The meeting covered a range of topics focused on fortifying our critical infrastructure, driving better cybersecurity practices and increasing the cybersecurity workforce. The key outcome from the meeting was the announcement of substantial commitments and initiatives aimed at bolstering the nation’s cybersecurity, a few of which we highlight below: 

• Microsoft committed to invest $20bn over 5 years to accelerate efforts to integrate cybersecurity in product design. The company made $150mn immediately available in technical services to help federal, state, and local governments upgrade their security protection, and is expanding partnerships with community colleges and non-profits for cybersecurity training.

• Google is investing $10bn over 5 years to expand zero-trust programs, help secure the software supply chain, and enhance open-source security.  The company will also help 100,000 Americans earn industry-recognized digital skills certificates.

• Apple is establishing a new program to drive continuous security improvements throughout the technology supply chain. The program will help drive the mass adoption of multi-factor authentication, security training, vulnerability remediation, event logging, and incident response.

• IBM will train 150,000 people in cybersecurity skills over the next three years, and will partner with more than 20 Historically Black Colleges & Universities to establish Cybersecurity Leadership Centers to grow a more diverse cyber workforce.

• Amazon will make available to the public at no charge the security awareness training it offers its employees. Amazon will also make available to all Amazon Web Services account holders at no additional cost, a multi-factor authentication device to protect against cybersecurity threats like phishing and password theft.

A Historic Opportunity for the Cybersecurity Industry 

 “Cybersecurity is a national security and economic security imperative for the Biden Administration and we are prioritizing and elevating cybersecurity like never before.”³  

This statement from the White House and the commitments from the private sector signify the important role that the cybersecurity industry will play in both the public and private sectors going forward.

Diversifying Your Portfolio with Differentiated Cybersecurity Exposure

Investors may not have any exposure to companies captured in WCBR—the Fund provides differentiated exposures relative to broad-based benchmark indexes, which allocate at most 1% of their weight to the companies held in WCBR.  

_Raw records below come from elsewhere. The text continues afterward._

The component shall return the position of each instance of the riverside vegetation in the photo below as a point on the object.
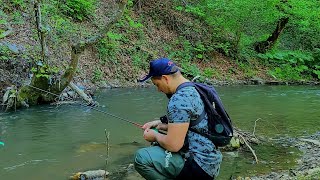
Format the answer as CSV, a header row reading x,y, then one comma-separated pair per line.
x,y
276,41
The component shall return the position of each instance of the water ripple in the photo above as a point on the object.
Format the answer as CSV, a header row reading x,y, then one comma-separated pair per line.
x,y
35,161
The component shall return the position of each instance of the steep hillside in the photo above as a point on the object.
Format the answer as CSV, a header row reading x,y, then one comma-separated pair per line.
x,y
147,30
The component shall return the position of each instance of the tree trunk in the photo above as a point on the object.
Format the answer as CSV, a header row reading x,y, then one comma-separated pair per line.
x,y
264,46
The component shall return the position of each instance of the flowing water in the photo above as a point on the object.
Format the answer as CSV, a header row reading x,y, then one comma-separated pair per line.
x,y
53,142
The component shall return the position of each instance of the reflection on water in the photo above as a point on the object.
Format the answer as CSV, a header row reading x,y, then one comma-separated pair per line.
x,y
49,142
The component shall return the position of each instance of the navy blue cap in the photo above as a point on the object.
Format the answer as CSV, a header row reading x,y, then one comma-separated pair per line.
x,y
159,67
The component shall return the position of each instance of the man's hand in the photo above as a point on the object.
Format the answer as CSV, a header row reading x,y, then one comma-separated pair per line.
x,y
149,135
151,124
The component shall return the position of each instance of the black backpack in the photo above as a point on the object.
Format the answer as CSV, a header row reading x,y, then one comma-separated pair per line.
x,y
219,122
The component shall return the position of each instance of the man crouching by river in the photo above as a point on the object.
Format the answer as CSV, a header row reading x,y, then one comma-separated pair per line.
x,y
180,153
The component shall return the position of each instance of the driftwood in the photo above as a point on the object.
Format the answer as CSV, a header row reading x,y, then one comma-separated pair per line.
x,y
94,174
45,84
84,96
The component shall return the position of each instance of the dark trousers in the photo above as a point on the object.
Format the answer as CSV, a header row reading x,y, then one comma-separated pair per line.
x,y
192,170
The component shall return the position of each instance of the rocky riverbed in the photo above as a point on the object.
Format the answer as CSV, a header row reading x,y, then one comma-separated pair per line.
x,y
308,166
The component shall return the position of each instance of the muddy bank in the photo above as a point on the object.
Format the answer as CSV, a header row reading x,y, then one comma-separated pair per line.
x,y
308,166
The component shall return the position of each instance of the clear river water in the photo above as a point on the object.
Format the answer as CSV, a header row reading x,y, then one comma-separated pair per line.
x,y
53,142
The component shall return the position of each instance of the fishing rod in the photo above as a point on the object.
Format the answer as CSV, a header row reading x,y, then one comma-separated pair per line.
x,y
96,109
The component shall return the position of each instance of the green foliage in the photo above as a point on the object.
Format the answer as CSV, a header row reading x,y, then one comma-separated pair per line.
x,y
290,65
97,75
210,73
78,9
109,47
247,69
6,54
45,71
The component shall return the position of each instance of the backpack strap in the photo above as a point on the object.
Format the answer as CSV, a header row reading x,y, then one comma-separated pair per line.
x,y
195,120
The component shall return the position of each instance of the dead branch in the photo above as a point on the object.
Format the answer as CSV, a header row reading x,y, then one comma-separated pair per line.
x,y
248,145
40,29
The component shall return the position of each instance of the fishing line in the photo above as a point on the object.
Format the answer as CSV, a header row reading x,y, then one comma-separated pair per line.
x,y
96,109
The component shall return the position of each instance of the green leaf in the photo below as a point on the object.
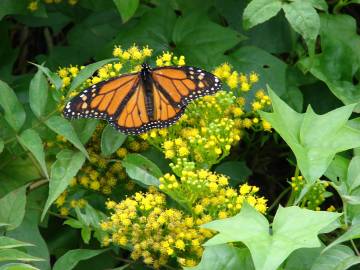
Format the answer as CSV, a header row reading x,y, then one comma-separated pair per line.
x,y
208,38
1,145
7,242
29,230
314,139
18,266
12,208
339,43
293,228
63,127
302,258
85,128
221,257
31,140
86,234
259,11
142,170
338,169
236,170
12,7
249,58
332,258
353,175
319,4
121,267
16,255
88,71
64,168
71,258
352,233
126,8
16,173
14,112
111,140
304,19
38,93
52,76
348,262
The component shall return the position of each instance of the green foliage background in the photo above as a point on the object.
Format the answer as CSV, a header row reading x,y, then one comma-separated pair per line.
x,y
307,51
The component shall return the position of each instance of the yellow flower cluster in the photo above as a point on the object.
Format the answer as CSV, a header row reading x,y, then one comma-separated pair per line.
x,y
168,59
134,54
314,197
205,133
99,174
207,194
34,4
155,232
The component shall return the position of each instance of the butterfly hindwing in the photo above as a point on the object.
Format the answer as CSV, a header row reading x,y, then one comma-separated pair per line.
x,y
135,103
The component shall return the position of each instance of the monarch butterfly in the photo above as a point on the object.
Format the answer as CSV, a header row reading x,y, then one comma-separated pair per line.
x,y
137,102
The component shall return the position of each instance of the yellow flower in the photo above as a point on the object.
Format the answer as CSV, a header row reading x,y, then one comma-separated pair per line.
x,y
245,189
159,62
126,55
64,211
254,77
117,52
232,80
166,57
181,60
256,106
121,152
95,185
63,72
168,145
169,154
147,52
74,71
95,80
183,151
247,123
66,81
222,215
266,125
245,86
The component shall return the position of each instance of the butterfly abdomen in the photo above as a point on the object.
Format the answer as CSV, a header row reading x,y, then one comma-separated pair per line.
x,y
147,86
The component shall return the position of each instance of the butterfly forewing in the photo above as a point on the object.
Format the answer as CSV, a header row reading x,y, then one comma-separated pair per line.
x,y
184,84
102,100
133,106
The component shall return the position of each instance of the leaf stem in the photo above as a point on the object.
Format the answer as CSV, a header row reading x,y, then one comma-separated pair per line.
x,y
276,202
292,195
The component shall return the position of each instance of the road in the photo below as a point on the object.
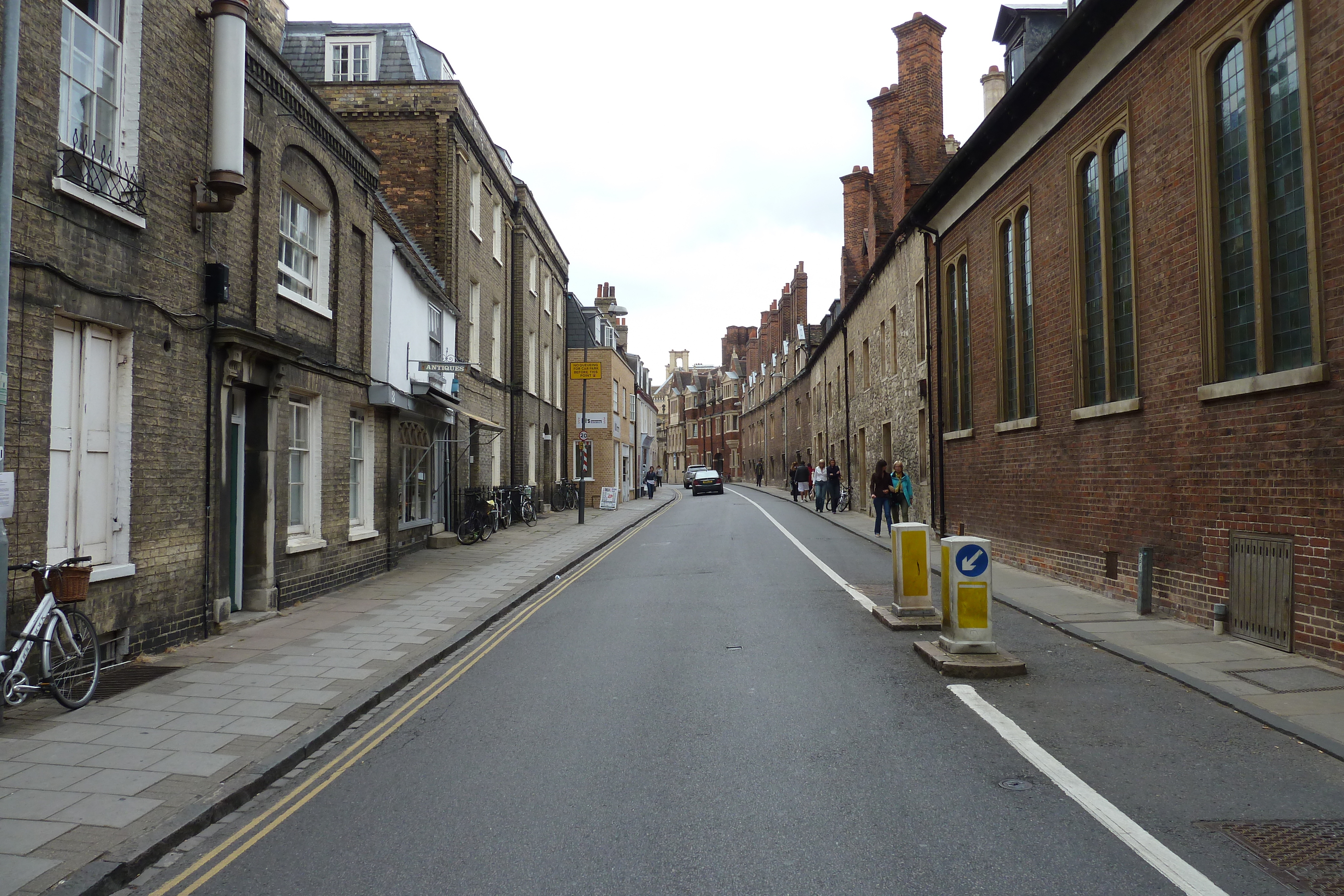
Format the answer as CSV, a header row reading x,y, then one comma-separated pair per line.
x,y
705,711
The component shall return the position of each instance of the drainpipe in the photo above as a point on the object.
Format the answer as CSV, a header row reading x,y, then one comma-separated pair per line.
x,y
226,105
845,366
9,105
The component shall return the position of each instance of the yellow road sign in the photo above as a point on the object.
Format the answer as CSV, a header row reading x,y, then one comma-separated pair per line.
x,y
585,370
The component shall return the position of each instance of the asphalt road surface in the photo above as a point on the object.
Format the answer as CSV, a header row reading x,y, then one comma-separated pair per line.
x,y
705,711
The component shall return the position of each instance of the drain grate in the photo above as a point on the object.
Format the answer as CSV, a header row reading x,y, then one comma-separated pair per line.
x,y
1292,679
126,676
1304,855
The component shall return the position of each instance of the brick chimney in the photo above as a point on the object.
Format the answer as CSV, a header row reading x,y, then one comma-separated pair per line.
x,y
995,86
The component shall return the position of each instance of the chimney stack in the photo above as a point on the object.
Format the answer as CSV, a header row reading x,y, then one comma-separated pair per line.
x,y
995,85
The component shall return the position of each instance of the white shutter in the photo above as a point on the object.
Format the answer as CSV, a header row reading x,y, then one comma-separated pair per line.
x,y
95,504
65,402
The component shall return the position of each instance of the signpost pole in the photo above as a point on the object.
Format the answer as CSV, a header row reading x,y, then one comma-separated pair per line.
x,y
584,451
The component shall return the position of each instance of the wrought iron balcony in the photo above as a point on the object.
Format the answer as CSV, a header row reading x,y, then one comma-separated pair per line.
x,y
100,172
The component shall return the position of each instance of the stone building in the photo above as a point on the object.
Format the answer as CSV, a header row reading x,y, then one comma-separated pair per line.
x,y
479,225
1139,304
179,402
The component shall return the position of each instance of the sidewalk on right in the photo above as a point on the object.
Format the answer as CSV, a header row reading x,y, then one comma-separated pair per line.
x,y
1290,692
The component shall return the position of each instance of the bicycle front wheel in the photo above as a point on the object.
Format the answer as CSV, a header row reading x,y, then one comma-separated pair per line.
x,y
71,659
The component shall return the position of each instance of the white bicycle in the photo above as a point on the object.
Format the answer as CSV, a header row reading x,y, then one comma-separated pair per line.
x,y
69,641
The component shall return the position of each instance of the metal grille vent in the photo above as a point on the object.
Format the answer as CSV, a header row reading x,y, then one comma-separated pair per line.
x,y
1261,589
1304,855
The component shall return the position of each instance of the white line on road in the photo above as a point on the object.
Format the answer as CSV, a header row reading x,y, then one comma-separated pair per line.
x,y
1175,868
854,593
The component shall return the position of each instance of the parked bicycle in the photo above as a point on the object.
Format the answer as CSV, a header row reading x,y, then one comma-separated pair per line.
x,y
69,641
479,524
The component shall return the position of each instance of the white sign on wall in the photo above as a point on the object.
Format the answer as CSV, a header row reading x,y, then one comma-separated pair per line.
x,y
595,422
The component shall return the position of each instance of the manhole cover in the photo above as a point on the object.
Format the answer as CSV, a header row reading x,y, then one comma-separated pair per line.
x,y
1304,855
1294,679
126,676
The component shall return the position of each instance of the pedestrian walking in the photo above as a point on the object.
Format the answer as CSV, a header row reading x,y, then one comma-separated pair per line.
x,y
902,492
819,485
882,496
834,484
800,480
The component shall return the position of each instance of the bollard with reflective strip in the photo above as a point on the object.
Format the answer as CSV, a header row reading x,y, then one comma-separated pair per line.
x,y
912,584
967,596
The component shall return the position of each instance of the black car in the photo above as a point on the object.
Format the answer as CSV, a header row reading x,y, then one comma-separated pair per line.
x,y
708,481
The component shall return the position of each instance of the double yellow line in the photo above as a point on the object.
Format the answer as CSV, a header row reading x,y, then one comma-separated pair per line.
x,y
272,817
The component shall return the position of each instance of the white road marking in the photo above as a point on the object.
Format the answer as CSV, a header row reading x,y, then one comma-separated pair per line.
x,y
1171,866
854,593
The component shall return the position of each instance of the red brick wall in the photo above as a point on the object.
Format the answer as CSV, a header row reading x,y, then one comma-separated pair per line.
x,y
1181,475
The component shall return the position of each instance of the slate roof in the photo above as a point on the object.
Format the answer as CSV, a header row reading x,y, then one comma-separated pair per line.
x,y
400,53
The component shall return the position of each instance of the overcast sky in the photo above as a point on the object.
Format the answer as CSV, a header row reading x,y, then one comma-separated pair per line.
x,y
689,155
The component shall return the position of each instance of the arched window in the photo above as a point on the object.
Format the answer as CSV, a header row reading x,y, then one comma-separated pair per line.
x,y
1261,289
1017,342
1105,273
958,348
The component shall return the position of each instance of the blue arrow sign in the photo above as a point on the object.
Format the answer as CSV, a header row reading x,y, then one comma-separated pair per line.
x,y
972,561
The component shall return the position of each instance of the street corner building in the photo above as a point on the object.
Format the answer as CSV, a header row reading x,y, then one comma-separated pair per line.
x,y
611,401
248,363
1139,313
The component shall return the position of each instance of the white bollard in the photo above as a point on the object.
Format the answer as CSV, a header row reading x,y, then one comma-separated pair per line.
x,y
913,592
967,596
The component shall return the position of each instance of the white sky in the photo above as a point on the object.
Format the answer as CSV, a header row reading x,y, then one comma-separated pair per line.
x,y
689,155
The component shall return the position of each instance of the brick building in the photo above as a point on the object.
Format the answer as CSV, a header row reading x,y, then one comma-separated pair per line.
x,y
136,405
479,225
1139,291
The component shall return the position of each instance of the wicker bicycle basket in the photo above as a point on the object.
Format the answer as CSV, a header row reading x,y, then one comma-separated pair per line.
x,y
69,585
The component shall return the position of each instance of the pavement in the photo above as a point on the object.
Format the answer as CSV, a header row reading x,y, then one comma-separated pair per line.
x,y
702,710
1296,695
108,789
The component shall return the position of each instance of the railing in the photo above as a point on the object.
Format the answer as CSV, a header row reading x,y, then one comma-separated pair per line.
x,y
100,172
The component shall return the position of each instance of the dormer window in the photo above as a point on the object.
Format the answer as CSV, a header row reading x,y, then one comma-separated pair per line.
x,y
351,59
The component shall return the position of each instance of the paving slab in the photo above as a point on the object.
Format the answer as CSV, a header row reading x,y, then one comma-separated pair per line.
x,y
237,707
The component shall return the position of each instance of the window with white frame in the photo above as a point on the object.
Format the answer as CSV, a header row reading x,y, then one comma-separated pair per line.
x,y
498,236
532,363
497,342
350,59
417,475
475,207
89,481
436,334
304,472
361,476
474,323
91,76
302,237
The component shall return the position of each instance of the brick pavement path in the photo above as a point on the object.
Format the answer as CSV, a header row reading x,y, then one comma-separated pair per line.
x,y
88,785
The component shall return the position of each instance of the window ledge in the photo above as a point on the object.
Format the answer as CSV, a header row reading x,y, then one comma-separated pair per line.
x,y
304,303
112,571
1265,383
1126,406
95,201
1022,424
304,543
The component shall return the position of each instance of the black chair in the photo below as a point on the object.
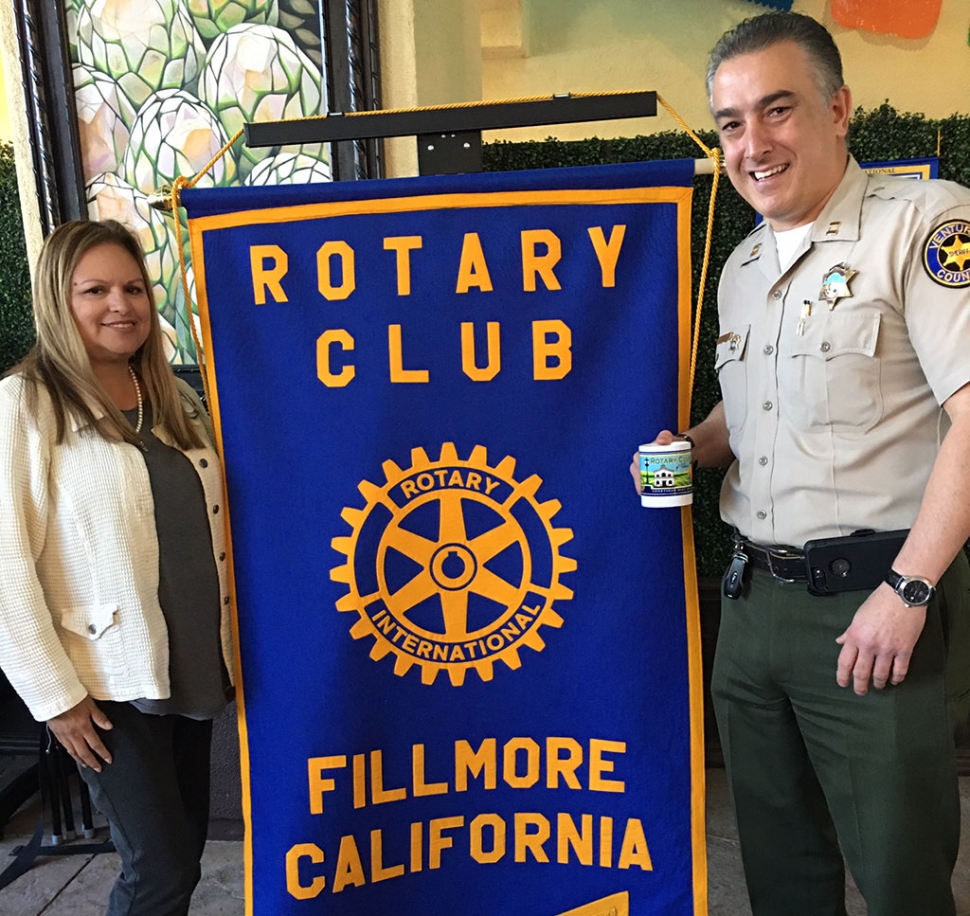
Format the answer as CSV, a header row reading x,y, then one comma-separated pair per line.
x,y
53,775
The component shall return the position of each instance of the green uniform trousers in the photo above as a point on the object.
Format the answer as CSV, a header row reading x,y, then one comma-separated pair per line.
x,y
812,767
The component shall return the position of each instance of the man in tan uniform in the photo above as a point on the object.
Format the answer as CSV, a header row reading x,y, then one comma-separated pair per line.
x,y
843,359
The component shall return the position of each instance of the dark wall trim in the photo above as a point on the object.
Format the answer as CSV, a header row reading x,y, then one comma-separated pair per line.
x,y
51,112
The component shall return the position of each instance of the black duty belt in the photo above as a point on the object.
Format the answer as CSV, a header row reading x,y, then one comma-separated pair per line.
x,y
785,563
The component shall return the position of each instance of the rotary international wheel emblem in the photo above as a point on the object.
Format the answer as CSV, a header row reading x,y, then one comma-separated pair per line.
x,y
452,564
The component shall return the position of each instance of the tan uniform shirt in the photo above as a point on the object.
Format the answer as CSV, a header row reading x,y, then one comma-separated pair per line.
x,y
834,413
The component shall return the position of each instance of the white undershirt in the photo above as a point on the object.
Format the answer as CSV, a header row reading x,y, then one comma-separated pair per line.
x,y
788,242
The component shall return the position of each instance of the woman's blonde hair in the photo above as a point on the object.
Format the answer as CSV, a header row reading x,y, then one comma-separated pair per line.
x,y
59,361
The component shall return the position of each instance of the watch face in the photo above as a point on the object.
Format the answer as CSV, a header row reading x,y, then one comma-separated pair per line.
x,y
916,592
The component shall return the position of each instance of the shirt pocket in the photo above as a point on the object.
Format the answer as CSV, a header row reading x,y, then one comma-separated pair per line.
x,y
832,377
90,621
732,375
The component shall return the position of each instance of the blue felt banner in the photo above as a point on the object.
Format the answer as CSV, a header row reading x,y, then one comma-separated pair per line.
x,y
470,666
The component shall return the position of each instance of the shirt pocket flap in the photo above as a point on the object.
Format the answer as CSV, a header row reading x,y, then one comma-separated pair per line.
x,y
90,621
730,345
856,332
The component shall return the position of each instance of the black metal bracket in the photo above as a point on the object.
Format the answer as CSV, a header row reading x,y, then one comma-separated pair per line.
x,y
450,139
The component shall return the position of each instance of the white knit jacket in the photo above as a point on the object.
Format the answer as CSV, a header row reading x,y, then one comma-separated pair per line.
x,y
79,611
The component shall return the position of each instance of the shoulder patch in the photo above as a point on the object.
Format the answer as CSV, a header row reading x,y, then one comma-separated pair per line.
x,y
946,254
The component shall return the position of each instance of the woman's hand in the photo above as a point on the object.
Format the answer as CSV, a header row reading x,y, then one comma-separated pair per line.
x,y
75,729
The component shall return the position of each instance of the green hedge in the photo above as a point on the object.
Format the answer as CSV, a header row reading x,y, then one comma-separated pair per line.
x,y
881,134
16,326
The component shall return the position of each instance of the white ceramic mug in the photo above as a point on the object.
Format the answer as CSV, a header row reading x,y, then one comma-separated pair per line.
x,y
666,474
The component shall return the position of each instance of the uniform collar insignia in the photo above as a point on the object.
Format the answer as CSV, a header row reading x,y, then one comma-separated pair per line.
x,y
835,284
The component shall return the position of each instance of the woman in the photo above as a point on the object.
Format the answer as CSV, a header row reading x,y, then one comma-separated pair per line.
x,y
114,622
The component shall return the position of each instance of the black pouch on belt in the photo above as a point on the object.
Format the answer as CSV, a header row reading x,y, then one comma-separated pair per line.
x,y
859,561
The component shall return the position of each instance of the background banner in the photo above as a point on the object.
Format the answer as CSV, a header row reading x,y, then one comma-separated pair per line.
x,y
470,663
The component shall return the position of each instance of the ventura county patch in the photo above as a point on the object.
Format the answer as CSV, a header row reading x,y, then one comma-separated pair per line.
x,y
947,253
462,566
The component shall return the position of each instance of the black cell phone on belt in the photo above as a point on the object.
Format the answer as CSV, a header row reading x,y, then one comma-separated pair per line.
x,y
859,561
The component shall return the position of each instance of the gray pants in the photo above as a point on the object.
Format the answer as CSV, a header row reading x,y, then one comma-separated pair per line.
x,y
155,795
817,772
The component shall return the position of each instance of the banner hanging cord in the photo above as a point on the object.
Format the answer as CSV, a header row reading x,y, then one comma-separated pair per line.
x,y
174,200
715,155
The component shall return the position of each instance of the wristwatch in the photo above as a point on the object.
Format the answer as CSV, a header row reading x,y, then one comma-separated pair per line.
x,y
914,590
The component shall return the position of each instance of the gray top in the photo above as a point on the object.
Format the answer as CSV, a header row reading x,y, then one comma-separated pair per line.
x,y
188,584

To gain targeted exposure to the companies we view as having the highest exposure to critical cybersecurity trends with the greatest potential for future growth, we suggest investors consider adding WCBR to their portfolio.⁴

¹WisdomTree, FactSet, as of 8/31/21.
²https://www.proofpoint.com/us/newsroom/press-releases/proofpoint-enters-definitive-agreement-be-acquired-thoma-bravo-123-billion
³https://www.whitehouse.gov/briefing-room/statements-releases/2021/08/25/fact-sheet-biden-administration-and-private-sector-leaders-announce-ambitious-initiatives-to-bolster-the-nations-cybersecurity/
⁴Sources: WisdomTree, FactSet, S&P Global, FTSE Russell, Nasdaq. As of 6/31/21, the S&P 500, S&P 500 Growth, Nasdaq 100, Russell 1000 Growth and S&P 500 Information Technology Indexes held 0.1%, 0.2%, 0.4%, 1.1% and 0.5% of their weight in the companies held in WCBR.